NEW YORK (Reuters Breakingviews) - Boeing finally has a silver lining. Europe’s top aviation regulator told Bloomberg in an interview published on Friday that the airplane producer’s troubled 737 MAX is safe to fly by the end of the year. That sent shares of the $92 billion company up 5% before falling back somewhat. It’s a step towards putting its MAX woes in the past. And then there are other problems to worry about.
Boeing’s challenges started in March 2019 when the MAX was grounded after two fatal crashes. The company started the long and arduous process of fixing up the MAX’s problems so that it could again pass regulatory muster. Last month U.S. Federal Aviation Administration chief Steve Dickson conducted a flight evaluation and said that he liked what he saw. But he didn’t give any firm sense of when the review process would be completed.
Europe’s regulator Patrick Ky was slightly more definitive, telling Bloomberg that flights would be ready to go before the end of the year, despite that some other upgrades need more time. That’s a solid step. The trouble is the MAX is now hardly Boeing’s biggest problem.
Customers canceled three MAX orders in September, and Boeing received zero new ones, the company’s data showed this week. The pandemic has stricken airline companies, who are cutting back routes and shutting down old aircraft rather than bulking them up. Delta Air Lines said earlier this week that it will retire 200 aircraft this year and 400 by 2025. Meanwhile, Boeing delivered only 11 planes in the month of September, less than half from the same month a year ago. The company delivered 98 planes in the first nine months of the year, down from 301 in the same period a year ago. That matters because customers pay a large chunk of an airplane’s price on delivery.

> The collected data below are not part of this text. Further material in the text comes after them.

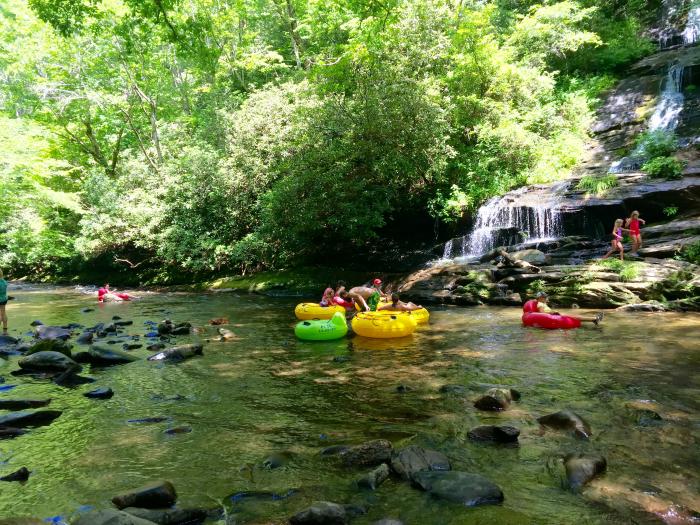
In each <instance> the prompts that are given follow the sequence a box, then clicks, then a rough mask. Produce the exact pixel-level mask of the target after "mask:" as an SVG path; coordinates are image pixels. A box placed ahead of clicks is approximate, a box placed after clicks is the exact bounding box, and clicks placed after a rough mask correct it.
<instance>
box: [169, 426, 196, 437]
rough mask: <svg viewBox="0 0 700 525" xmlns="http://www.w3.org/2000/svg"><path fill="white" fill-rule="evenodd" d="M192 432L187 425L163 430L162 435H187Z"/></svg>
mask: <svg viewBox="0 0 700 525" xmlns="http://www.w3.org/2000/svg"><path fill="white" fill-rule="evenodd" d="M190 432H192V427H191V426H189V425H180V426H178V427H173V428H169V429H167V430H165V431H164V432H163V433H164V434H169V435H176V434H189V433H190Z"/></svg>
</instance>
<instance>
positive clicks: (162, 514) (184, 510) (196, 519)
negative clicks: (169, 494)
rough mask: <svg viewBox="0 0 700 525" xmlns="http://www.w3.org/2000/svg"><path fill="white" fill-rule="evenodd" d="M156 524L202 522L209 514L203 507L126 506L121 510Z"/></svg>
mask: <svg viewBox="0 0 700 525" xmlns="http://www.w3.org/2000/svg"><path fill="white" fill-rule="evenodd" d="M122 512H126V513H127V514H131V515H132V516H136V517H137V518H141V519H144V520H148V521H149V522H153V523H157V524H158V525H190V524H191V525H195V524H199V523H202V522H204V520H205V519H207V517H208V516H209V512H208V511H207V510H205V509H142V508H138V507H127V508H125V509H123V510H122Z"/></svg>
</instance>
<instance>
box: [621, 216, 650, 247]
mask: <svg viewBox="0 0 700 525" xmlns="http://www.w3.org/2000/svg"><path fill="white" fill-rule="evenodd" d="M640 223H641V224H646V221H645V220H644V219H640V218H639V212H638V211H633V212H632V215H630V216H629V218H628V219H627V220H626V221H625V226H627V227H628V228H629V229H630V230H629V231H630V237H632V252H631V253H632V255H637V250H639V249H640V248H641V247H642V231H641V229H640V227H639V224H640Z"/></svg>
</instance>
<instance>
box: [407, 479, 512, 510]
mask: <svg viewBox="0 0 700 525" xmlns="http://www.w3.org/2000/svg"><path fill="white" fill-rule="evenodd" d="M413 484H414V485H415V486H416V487H418V488H420V489H421V490H425V491H426V492H428V493H429V494H430V495H431V496H433V497H436V498H439V499H444V500H447V501H452V502H454V503H460V504H461V505H465V506H467V507H474V506H477V505H489V504H496V503H501V502H502V501H503V491H502V490H501V489H500V487H499V486H498V485H496V484H495V483H493V482H491V481H489V480H488V479H486V478H485V477H483V476H480V475H478V474H471V473H468V472H457V471H449V472H419V473H417V474H416V475H415V476H414V477H413Z"/></svg>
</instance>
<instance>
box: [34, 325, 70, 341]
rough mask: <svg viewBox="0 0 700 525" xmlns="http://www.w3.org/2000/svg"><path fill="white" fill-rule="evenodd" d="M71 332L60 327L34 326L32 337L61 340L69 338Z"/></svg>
mask: <svg viewBox="0 0 700 525" xmlns="http://www.w3.org/2000/svg"><path fill="white" fill-rule="evenodd" d="M71 333H72V330H71V329H69V328H62V327H60V326H46V325H44V324H40V325H36V326H34V335H35V337H37V338H39V339H63V340H66V339H68V338H69V337H70V336H71Z"/></svg>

It’s possible that after the Covid-19 crisis, demand for Boeing jets comes soaring back. One reason Delta and others are retiring aircraft is because they are old. With fewer passengers traveling, they have no need to replace them. Air travel will return eventually, and some of those planes will need to be replaced with more fuel-efficient models. But it’s possible that air travel – in particular business travel – won’t ever return to pre-pandemic levels. And Boeing’s best days, with or without the MAX, may be behind it.